Cloud Dataprep on GCP: No-Code ETL Magic

Interactive Transformations and Intuitive GUI

5 min readFeb 1, 2024

Cloud Dataprep is a data preparation tool by Alteryx on GCP that seamlessly integrates with BigQuery and Dataflow. It is an intelligent cloud data service that revolutionizes data exploration, cleansing, and preparation for analytics and machine learning.

Following Trifacta’s acquisition by Alteryx in the first quarter of 2022, Alteryx can now offer its analytics solution across on-premises, hybrid, and cloud environments.

Dataprep excels in ETL with its smooth GUI and predictive interaction features. Integrated with BigQuery and Dataflow, it ensures high-speed performance.

Bigquery Architecture — Simplified

Bigquery is Google’s fully managed, serverless, highly scalable data warehouse that comes with a built-in petabyte…

psrajpoot.medium.com

Dataprep Features

1. Predictive Transformation:

Leverages a proprietary inference algorithm to interpret data transformation intent, automatically generating ranked suggestions and patterns.
ML-driven suggestions and predictive interactions streamline transformations.

2. Rich Transformations:

Offers hundreds of transformation functions (aggregation, pivot, joins, etc.) for quick data manipulation.
Enables one-click application of various transformations for data refinement.

3. Optimized Processing:

Automatically selects the best processing engine for fast transformation based on data volume and locality.
Utilizes BigQuery for in-place ELT transforms, Dataflow, or Photo (in-memory engine) for smaller volumes.

4. Active Profiling:

Interactive visual representations enable data exploration, discovery, cleansing, and transformation.
Dynamic visualizations of key statistical information aid in interpreting large data volumes.

5. Data Quality Enhancement:

Implements data quality rules to monitor and enhance data accuracy, completeness, consistency, validity, and uniqueness.
Provides comprehensive insights into data cleanliness.

6. Collaboration and Sharing:

Facilitates real-time collaboration on workflows among multiple users.
Allows users to create copies of quality work as templates for independent projects.

7. Comprehensive Connectivity:

Extensive connectivity with various data sources such as Salesforce, Oracle, MySQL, etc., in addition to standard connectors like BigQuery and Cloud Storage.
Enriches self-service analytics with diverse data sources for comprehensive insights.

1. Connectivity and Exploration

In addition to standard connections like BigQuery, Cloud Storage, Microsoft Excel, and Google Sheets, Dataprep offers integration with numerous data sources such as Salesforce, Oracle, Microsoft SQL Server, MySQL, PostgreSQL, and many more.

Flow

Datasets, recipes, and outputs can be grouped into flows, providing organizational units in the platform.

A flow enables you to visualize the connections and relationships between datasets as they are intertwined throughout the data transformation process.

Imported Datasets

An imported dataset within Dataprep serves as a reference to the source data.

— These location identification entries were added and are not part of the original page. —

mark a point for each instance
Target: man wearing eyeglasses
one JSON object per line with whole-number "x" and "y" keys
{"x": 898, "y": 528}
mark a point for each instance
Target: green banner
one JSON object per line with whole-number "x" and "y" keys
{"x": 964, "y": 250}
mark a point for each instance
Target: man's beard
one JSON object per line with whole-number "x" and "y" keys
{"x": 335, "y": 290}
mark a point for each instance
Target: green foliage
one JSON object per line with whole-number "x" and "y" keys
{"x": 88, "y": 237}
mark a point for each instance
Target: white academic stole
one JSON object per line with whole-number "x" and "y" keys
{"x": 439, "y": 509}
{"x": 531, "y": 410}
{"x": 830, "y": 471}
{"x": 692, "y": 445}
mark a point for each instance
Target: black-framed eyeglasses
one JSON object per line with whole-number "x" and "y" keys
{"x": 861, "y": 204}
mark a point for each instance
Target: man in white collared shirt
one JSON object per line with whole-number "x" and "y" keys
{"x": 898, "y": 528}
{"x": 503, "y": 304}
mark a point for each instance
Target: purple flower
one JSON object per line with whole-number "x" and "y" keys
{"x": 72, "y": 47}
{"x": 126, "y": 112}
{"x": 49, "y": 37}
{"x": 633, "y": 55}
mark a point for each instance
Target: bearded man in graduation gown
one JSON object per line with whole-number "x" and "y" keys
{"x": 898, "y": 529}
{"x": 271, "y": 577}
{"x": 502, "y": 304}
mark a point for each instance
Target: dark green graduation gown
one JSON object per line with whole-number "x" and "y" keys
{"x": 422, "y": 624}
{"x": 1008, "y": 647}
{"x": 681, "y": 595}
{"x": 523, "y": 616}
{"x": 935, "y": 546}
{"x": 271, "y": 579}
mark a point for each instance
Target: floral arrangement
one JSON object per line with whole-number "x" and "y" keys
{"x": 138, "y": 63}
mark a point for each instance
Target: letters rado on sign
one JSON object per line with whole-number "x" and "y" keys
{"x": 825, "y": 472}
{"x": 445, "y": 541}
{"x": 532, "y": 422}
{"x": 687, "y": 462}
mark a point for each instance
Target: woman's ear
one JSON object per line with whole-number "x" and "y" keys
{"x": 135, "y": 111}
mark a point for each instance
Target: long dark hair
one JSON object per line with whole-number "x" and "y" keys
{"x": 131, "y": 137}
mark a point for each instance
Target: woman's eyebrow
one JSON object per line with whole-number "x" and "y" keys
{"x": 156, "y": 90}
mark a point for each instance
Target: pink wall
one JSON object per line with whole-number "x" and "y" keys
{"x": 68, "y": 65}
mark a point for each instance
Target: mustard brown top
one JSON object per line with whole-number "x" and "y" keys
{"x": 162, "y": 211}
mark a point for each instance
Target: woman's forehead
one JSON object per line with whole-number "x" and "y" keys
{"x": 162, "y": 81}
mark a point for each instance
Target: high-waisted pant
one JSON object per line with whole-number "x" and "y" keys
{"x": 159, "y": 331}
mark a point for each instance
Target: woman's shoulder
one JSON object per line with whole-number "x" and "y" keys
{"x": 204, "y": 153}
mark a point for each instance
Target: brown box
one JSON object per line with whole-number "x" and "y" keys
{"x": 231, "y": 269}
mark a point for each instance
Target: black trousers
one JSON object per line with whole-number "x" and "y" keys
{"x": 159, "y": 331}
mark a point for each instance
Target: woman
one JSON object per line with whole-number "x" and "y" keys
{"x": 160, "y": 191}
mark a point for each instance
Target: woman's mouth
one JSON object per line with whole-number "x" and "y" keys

It is generated when specifying the file(s) or table(s) to be accessed through a connection.

2. Data Transformation

With Dataprep you can do almost all the common data transformations like joins, unions, imputations, aggregations, etc.

Sample

A sample represents a subset of the complete dataset. When working with your data in the interface, you observe a portion of the entire dataset, enabling real-time preview of any changes made.

Dataprep generates samples automatically for display and manipulation, optimizing performance.
You can easily customize sample size, scope, and generation method (Random, Filter-based, Anomaly-based, Stratified, Cluster-based).

Recipe

A recipe is a sequence of transformation steps for modifying your source dataset.

Using suggestions, toolbar options, or data histogram values, new steps are added. Modifications can be made through the Transform Builder — a context panel where transformations are adjusted and changes previewed.

Transforming Diverse Data

Easily manipulate CSV, JSON, relational tables, or massive SaaS application datasets, regardless of size — from megabytes to petabytes.

Pattern Identification and Application

Efficiently identify and leverage data patterns using columnar pattern matching.
Apply regular expressions or Dataprep patterns within your recipes to locate and transform specific data patterns.

Standardization and Clustering

Group similar values based on spelling or pronunciation, creating standardized and consistent clusters.

Dataprep Patterns

Define patterns within curly braces ({}) enclosed by backticks (`) in recipe steps for precise data manipulation.

3. Get Results

Output

Output refers to a user-defined collection of files or tables and their designated locations where results are stored upon completion of the job running on the recipe.

Each recipe has the capability of having multiple outputs, with options such as GCS, BigQuery, and more.

Job

A job involves executing the transformation steps outlined in recipes, sequentially across the entire dataset, to produce the desired results.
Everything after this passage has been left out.